What about inflation? As we have said here before, there is no imminent danger of it. The newly printed money is not yet being injected into the real economy. It’s sloshing around in the tubular interbank system, channelled back to the ECB and farted into the casino which the markets have become. It is thus pushing up some asset prices, stocks and, to a lesser degree, commodities.
We could deplore this state of affairs here, but our mission doesn’t include saving the world; we’re just trying to help with investment decisions. Therefore: since all the money is flowing towards the banks, stick to them. January was very good for banking shares, and this could continue for a few more weeks. No important bank is allowed to go bust, and the margins are ok: get money at 1% or less and lend it out anywhere between 4 and 24% (credit card and overdraft charges, in case you wonder). There are hardly any geniuses in banking (except at Goldman, of course) but luckily, with this kind of support, you don’t need to be a genius to make it.
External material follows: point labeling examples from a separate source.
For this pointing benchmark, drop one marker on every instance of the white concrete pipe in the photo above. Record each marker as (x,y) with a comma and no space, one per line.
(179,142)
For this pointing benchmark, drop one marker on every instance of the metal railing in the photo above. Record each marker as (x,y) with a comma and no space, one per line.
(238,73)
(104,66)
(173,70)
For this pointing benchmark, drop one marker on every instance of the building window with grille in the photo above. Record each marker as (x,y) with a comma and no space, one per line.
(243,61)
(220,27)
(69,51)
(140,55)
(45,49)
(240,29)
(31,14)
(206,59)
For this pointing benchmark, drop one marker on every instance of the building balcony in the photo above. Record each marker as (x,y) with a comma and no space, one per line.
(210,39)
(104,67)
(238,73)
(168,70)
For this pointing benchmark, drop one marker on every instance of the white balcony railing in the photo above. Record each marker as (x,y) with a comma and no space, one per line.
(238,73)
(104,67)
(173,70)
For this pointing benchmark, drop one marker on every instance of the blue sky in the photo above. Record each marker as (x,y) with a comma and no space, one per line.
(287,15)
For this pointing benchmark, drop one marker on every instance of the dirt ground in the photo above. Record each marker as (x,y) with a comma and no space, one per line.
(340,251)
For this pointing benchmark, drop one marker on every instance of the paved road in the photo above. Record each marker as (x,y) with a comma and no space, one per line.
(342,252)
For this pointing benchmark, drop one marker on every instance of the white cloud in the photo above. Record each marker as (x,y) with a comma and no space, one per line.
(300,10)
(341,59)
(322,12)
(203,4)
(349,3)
Enough of this! Let’s instead look at mobile communications and such. The clear winners so far are of course Apple, Samsung, Amazon as well as Qualcomm and Arm Holdings. Unfortunately their prices are (too?) high, but whenever there’s a 10% pullback, one should consider to buy some. The previous leader in this field, Nokia, has been left for dead, but it just came out with its new Windows series, the Lumia 710 and Lumis 800. The reviews and market reception so far have been good. If Nokia succeeds, the stock, now trading near its all time low of 4 € (5 $ for the ADR), could be a stunner (Disclosure: I’m long NOK). Hardware providers, which build the infrastructure for the net, have pulled back considerably. Look at companies like Juniper, Riverbed Technology, Alcatel Lucent, Ericsson, Cisco and even Siemens for possible entry points. Storage is a universe onto itself (the Cloud!). EMC Corp. is a prime name in this field.
Finally: the euro will not go away soon. It’s been a relative success, even though some profligate countries couldn’t handle it, initially. Even if Greece and Portugal drop out, the rest of Europe will keep it.
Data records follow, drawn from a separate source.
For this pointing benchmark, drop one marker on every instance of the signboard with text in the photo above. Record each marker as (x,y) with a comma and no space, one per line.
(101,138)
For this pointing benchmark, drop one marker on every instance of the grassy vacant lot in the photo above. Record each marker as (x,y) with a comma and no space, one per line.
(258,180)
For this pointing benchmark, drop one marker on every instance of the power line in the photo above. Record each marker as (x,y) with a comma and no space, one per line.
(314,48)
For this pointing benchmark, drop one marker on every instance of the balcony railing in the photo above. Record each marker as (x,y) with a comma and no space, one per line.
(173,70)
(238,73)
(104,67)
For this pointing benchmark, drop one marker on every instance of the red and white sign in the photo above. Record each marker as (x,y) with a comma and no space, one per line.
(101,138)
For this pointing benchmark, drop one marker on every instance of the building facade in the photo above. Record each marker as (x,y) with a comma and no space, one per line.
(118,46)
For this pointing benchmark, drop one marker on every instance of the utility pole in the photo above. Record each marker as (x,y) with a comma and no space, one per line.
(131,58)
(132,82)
The world needs an alternative to the dollar, not least because the USA is misusing it as a political nuclear weapon. Whenever Washington threatens to cut somebody off, like just now anybody who deals with Iranian banks, all must cave in and follow Washington’s dictate, like a herd of “sheepletons”. Europe and the ascending superpower China can stop that, but only if they have a credible, strong reserve currency.